Sharing logic with actions

There is a common pattern of using actions to share logic across multiple parts of a reducer. This is inefficient. Sending actions is not as lightweight as calling a method on a class.

The problem

Suppose you want to run shared logic after three different actions:
@Reducer
struct Feature {
  var body: some Reducer<State, Action> {
    Reduce { state, action in
      switch action {
      case .buttonTapped:
        state.count += 1
        return .send(.sharedComputation)

      case .toggleChanged:
        state.isEnabled.toggle()
        return .send(.sharedComputation)

      case let .textFieldChanged(text):
        state.description = text
        return .send(.sharedComputation)

      case .sharedComputation:
        // Some shared work
        return .run { send in
          // A shared effect
        }
      }
    }
  }
}
This sends two actions for every user action, which is inefficient.

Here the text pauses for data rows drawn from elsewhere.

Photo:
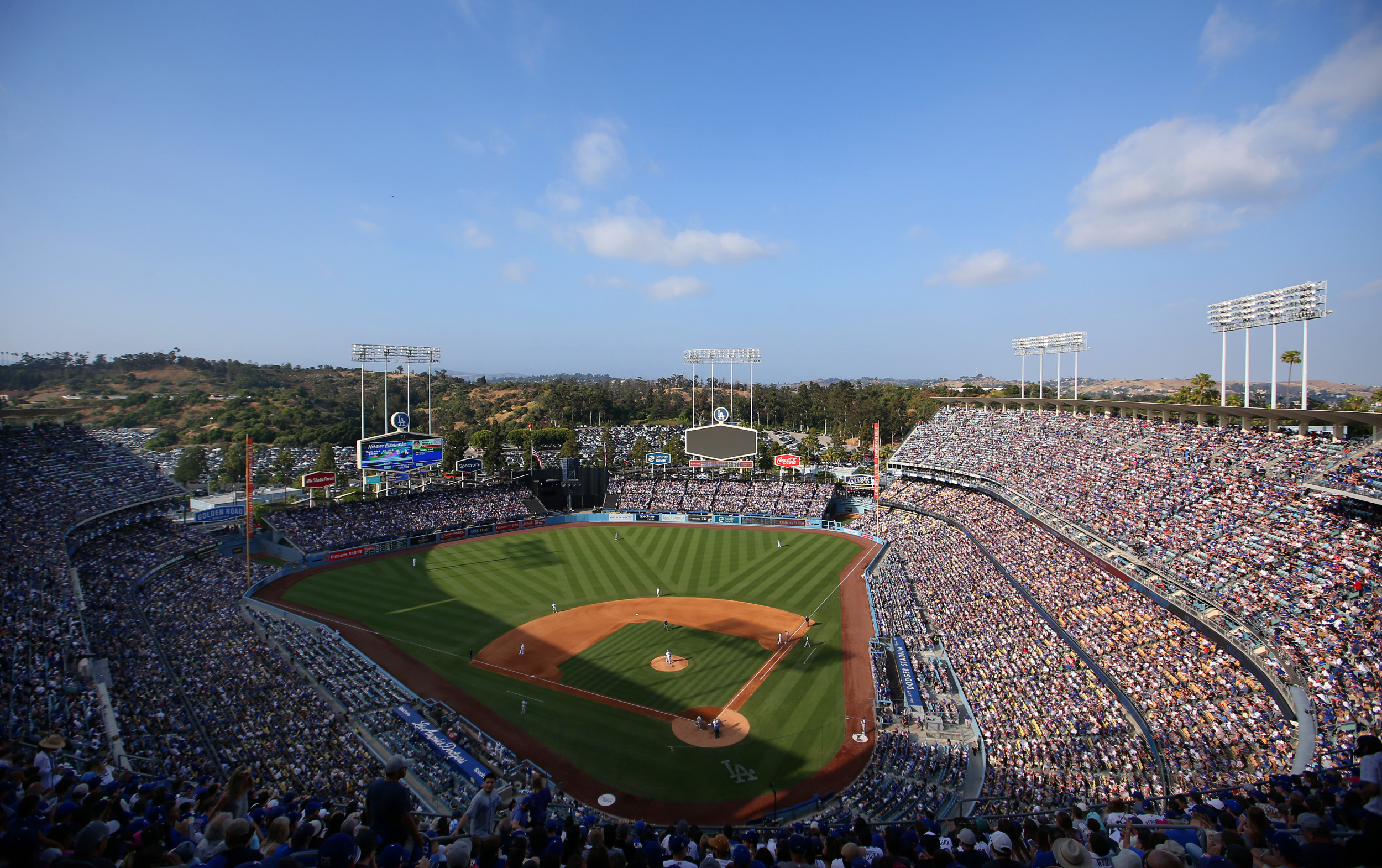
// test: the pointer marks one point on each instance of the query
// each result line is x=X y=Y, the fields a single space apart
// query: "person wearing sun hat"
x=1070 y=853
x=43 y=762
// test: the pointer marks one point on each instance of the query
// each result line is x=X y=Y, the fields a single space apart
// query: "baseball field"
x=595 y=656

Problems with this approach

Performance

Two actions are processed for every user interaction

Inflexibility

Shared logic must always run after, never before

Test bloat

Tests must assert on internal shared actions

The solution

Share logic using methods instead of actions:
@Reducer
struct Feature {
  var body: some Reducer<State, Action> {
    Reduce { state, action in
      switch action {
      case .buttonTapped:
        state.count += 1
        return self.sharedComputation(state: &state)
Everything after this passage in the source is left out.